I accidentally accepted a 4.1 last week, and I learned why: she was beyond obnoxious. I didn't cancel once I saw her rating because it was a great surge BUT if there's a next time and it's not surging, I'll cancel for sure. I don't think she ever rated me but she was late getting to my car (yet just under the "cancel no-show" timer) and the entire 45-minute drive she was on a LOUD AS HELL phone call. I'd rather not deal with that bullshit if I don't have to. She got 3-stars from me, and (shockingly) she didn't tip. 

Now hopefully the next driver she has will be prepared or will cancel before having to deal with her. Yes, eventually a newbie ant will accept her ping, but I know I did my part in warning the next Uber driver about this shitty pax.


----------



## unPat (Jul 20, 2016)

It’s the sisters that always rate me low. I have waited 20 minutes in a drive thru just to see how they will will rate. But they still rate me low . I don’t even care. It’s just how they see the world .


----------



## Bpr2 (Feb 21, 2017)

unPat said:


> It's the sisters that always rate me low.
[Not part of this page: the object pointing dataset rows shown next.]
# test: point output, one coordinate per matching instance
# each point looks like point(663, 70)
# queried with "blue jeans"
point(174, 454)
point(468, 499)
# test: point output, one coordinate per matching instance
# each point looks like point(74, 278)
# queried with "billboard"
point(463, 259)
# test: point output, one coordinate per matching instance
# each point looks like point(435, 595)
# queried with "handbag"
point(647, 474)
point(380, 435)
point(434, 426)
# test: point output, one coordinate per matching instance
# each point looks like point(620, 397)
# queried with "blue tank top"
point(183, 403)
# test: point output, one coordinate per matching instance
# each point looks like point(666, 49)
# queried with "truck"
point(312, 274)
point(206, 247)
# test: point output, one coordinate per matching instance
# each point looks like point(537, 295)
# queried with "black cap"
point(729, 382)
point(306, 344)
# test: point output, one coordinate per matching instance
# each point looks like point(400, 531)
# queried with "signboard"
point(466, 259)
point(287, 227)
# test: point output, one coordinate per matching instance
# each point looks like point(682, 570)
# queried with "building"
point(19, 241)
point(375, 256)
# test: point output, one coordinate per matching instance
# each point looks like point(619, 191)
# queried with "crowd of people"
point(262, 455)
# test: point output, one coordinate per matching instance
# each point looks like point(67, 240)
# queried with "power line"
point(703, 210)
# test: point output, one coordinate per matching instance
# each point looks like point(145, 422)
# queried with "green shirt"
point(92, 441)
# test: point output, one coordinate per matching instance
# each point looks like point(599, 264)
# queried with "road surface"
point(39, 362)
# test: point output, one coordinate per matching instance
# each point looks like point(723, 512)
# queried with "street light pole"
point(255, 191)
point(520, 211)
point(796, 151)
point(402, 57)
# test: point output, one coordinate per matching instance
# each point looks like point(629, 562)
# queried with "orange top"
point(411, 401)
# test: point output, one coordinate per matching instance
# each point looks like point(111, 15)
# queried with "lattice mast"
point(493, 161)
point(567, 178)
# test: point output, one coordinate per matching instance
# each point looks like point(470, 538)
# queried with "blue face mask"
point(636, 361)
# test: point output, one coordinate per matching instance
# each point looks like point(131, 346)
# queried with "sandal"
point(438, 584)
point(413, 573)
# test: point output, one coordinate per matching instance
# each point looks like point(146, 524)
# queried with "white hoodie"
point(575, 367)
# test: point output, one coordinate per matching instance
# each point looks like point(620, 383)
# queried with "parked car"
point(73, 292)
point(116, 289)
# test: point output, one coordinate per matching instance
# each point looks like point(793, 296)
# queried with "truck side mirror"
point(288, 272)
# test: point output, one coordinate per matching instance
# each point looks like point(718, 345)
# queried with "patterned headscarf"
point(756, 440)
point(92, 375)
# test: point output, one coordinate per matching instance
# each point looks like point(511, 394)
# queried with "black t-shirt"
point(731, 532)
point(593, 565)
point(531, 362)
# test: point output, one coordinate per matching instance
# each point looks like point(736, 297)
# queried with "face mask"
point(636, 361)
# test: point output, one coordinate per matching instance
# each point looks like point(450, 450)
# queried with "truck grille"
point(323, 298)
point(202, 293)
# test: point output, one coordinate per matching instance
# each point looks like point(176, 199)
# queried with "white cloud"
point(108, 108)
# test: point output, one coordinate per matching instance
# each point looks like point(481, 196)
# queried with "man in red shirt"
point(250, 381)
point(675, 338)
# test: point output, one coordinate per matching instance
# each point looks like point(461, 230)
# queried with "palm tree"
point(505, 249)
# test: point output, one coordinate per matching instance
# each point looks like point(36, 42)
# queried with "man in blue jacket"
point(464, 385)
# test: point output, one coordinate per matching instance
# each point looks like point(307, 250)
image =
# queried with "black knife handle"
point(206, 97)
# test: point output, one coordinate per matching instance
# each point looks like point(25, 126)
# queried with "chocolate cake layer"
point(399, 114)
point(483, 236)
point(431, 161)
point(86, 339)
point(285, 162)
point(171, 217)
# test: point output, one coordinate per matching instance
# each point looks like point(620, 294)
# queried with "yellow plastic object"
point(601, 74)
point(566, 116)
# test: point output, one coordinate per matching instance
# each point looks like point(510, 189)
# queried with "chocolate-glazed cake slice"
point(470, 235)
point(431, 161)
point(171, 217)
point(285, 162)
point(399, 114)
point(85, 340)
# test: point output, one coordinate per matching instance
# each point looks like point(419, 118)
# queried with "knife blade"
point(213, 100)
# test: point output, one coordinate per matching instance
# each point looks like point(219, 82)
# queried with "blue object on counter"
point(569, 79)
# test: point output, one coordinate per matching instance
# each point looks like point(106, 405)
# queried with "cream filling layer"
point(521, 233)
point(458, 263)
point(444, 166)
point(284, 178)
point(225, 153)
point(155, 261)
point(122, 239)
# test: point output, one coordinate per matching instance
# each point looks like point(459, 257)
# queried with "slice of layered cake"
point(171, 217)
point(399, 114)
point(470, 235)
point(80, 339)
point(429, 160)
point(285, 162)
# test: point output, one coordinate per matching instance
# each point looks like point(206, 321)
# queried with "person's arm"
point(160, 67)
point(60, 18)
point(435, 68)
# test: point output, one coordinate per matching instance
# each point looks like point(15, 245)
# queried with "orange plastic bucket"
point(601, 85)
I have waited 20 minutes in a drive thru just to see how they will will rate. But they still rate me low . I don't even care. It's just how they see the world .


I&#8230;I have found the same to be true with me.


----------



## Jcewr17 (Feb 15, 2017)

I play rnb music once I see the name of the pax could be a sistah . 4.95 rating 1700 rides. Music is a big mood setter.


----------



## CrazyFemaleDriver (Sep 25, 2016)

I have 4.94 Uber (2500+ rides) & 4.7 Lyft (22 rides - just started driving them). The 4.7 bugs me - but I did an all-nighter to get a bonus & late night pax...yada yada yada. 

Seriously, tho, pax think 4* is good! It's like a B. Whenever I explain to pax about 4.6 being deactivation rating they are shocked...so don't think you've done anything wrong for a 4. 

Uber & Lyft should understand it's like grades in school...ABCDF.


----------



## unPat (Jul 20, 2016)

Lyft cooks up their rating . If you accept every ping, take non prime time rides while it’s 600% then they will be happy. Their clientele are the worst. Only do lyft when uber is slow. Otherwise it’s not worth doing it.


----------